Haloperidol lactate works primarily by blocking dopamine D2 receptors in the brain. This dopamine antagonism is the key to its antipsychotic effects. By reducing dopamine activity, haloperidol helps alleviate the positive symptoms of schizophrenia, such as hallucinations and delusions.
Impact on Dopamine Pathways
Specifically, haloperidol’s high affinity for D2 receptors in the mesolimbic and mesocortical pathways contributes to its therapeutic actions. The mesolimbic pathway’s modulation helps reduce psychotic symptoms. However, blockade in the mesocortical pathway may contribute to negative symptoms, like flat affect and social withdrawal, a side effect clinicians carefully monitor.

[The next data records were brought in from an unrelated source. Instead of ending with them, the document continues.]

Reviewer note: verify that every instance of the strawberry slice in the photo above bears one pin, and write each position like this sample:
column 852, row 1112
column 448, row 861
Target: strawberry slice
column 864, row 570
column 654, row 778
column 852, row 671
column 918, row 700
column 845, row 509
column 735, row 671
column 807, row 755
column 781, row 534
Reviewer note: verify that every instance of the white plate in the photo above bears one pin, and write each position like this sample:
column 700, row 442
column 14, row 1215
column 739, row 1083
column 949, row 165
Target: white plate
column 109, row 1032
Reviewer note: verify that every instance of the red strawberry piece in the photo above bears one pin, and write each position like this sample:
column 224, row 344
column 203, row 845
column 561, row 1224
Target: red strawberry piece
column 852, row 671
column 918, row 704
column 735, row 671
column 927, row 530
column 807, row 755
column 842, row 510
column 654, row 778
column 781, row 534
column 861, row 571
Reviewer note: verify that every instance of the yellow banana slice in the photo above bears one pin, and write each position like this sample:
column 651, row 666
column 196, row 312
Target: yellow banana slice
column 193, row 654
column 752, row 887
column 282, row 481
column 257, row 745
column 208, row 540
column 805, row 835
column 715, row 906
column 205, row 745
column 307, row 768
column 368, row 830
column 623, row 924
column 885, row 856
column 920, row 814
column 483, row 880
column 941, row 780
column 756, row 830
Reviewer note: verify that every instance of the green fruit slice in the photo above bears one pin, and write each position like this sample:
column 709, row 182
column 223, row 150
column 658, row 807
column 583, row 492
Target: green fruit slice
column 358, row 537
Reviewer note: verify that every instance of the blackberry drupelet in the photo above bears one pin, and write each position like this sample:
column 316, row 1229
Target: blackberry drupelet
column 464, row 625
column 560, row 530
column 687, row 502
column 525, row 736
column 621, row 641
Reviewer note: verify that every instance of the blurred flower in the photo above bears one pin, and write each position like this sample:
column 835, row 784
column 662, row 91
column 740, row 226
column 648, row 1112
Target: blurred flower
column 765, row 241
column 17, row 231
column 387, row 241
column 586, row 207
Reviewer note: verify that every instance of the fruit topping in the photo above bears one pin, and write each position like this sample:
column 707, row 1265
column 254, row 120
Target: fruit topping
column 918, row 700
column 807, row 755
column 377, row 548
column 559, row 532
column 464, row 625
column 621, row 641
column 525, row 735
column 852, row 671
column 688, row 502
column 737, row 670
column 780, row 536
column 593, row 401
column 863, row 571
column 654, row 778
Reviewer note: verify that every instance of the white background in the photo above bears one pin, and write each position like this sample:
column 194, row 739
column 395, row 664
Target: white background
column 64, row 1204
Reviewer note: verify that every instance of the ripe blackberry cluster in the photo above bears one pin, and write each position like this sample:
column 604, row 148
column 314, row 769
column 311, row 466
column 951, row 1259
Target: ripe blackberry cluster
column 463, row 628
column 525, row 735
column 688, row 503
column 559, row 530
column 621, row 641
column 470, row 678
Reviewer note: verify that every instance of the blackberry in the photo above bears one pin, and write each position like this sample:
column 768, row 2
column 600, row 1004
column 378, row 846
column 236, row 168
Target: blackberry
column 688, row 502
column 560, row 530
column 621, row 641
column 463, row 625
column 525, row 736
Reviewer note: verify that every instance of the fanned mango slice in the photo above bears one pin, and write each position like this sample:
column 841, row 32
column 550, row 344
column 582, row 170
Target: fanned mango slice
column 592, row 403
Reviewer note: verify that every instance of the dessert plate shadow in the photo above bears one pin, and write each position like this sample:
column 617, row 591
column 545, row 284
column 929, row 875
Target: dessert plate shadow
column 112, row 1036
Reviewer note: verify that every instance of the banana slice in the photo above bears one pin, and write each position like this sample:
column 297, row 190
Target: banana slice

Other Receptor Interactions
Beyond dopamine, haloperidol also interacts with other receptors, although to a lesser extent. These include serotonin 2A receptors (5-HT2A), muscarinic receptors, and histamine H1 receptors. These interactions contribute to both the therapeutic effects and the side effects of haloperidol.

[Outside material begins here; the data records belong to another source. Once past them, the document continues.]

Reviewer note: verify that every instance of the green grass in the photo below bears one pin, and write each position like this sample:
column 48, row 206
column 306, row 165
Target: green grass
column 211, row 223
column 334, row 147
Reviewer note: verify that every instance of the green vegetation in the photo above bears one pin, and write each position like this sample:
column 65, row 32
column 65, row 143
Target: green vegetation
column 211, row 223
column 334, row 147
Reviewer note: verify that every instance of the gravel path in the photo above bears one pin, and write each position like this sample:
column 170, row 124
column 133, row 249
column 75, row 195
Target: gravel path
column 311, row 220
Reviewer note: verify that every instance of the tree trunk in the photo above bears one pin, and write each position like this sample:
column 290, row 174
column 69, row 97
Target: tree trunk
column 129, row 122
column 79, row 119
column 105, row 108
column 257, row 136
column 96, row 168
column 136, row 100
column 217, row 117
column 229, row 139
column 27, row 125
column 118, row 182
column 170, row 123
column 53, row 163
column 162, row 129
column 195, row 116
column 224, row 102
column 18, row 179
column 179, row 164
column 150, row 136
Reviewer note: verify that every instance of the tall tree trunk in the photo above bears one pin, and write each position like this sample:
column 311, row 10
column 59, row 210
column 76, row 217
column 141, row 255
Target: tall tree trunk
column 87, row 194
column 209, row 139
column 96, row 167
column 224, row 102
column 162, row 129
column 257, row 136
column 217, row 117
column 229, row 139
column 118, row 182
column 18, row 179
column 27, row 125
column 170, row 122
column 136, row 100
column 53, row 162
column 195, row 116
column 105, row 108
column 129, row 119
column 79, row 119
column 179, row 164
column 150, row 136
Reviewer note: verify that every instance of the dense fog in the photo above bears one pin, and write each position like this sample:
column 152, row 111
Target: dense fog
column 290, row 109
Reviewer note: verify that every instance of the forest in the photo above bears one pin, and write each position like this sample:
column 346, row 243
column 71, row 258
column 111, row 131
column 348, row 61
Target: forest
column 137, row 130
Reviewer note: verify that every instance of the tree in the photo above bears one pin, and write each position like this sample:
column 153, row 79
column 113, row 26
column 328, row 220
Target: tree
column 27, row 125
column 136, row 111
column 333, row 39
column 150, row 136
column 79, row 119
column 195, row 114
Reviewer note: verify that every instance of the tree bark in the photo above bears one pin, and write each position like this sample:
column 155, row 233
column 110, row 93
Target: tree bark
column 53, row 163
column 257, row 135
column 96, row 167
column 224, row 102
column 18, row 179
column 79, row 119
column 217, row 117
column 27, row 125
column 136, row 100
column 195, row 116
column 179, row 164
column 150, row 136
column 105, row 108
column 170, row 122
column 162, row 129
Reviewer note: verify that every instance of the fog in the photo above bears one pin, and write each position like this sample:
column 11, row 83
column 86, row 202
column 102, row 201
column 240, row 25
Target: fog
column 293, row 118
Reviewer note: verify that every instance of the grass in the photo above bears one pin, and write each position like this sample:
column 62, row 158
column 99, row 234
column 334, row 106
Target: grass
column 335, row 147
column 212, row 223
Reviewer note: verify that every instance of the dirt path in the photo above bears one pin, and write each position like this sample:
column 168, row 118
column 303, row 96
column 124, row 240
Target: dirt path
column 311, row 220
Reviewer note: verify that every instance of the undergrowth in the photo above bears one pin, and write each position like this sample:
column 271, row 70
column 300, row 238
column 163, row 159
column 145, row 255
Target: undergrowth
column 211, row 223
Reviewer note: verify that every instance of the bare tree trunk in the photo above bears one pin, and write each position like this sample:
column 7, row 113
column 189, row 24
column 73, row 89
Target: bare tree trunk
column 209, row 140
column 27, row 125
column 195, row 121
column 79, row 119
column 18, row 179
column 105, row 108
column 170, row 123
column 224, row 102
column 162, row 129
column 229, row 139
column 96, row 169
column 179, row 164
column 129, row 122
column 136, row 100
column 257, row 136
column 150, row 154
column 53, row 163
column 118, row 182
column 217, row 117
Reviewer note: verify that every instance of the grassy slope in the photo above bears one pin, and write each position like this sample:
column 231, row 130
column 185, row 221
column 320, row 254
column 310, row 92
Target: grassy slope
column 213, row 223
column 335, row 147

| D2 Dopamine | Antagonism (strong) | Antipsychotic effect, extrapyramidal symptoms |
| 5-HT2A Serotonin | Antagonism (moderate) | May mitigate some extrapyramidal symptoms |
| Muscarinic | Antagonism (moderate) | Anticholinergic side effects (dry mouth, constipation) |
| H1 Histamine | Antagonism (moderate) | Sedation |
Clinical Implications
Understanding this mechanism is crucial for informed prescribing and managing potential side effects. Clinicians need to weigh the benefits of dopamine blockade against the risks of extrapyramidal symptoms (EPS), like Parkinsonism, akathisia, and tardive dyskinesia. Careful patient monitoring is therefore necessary.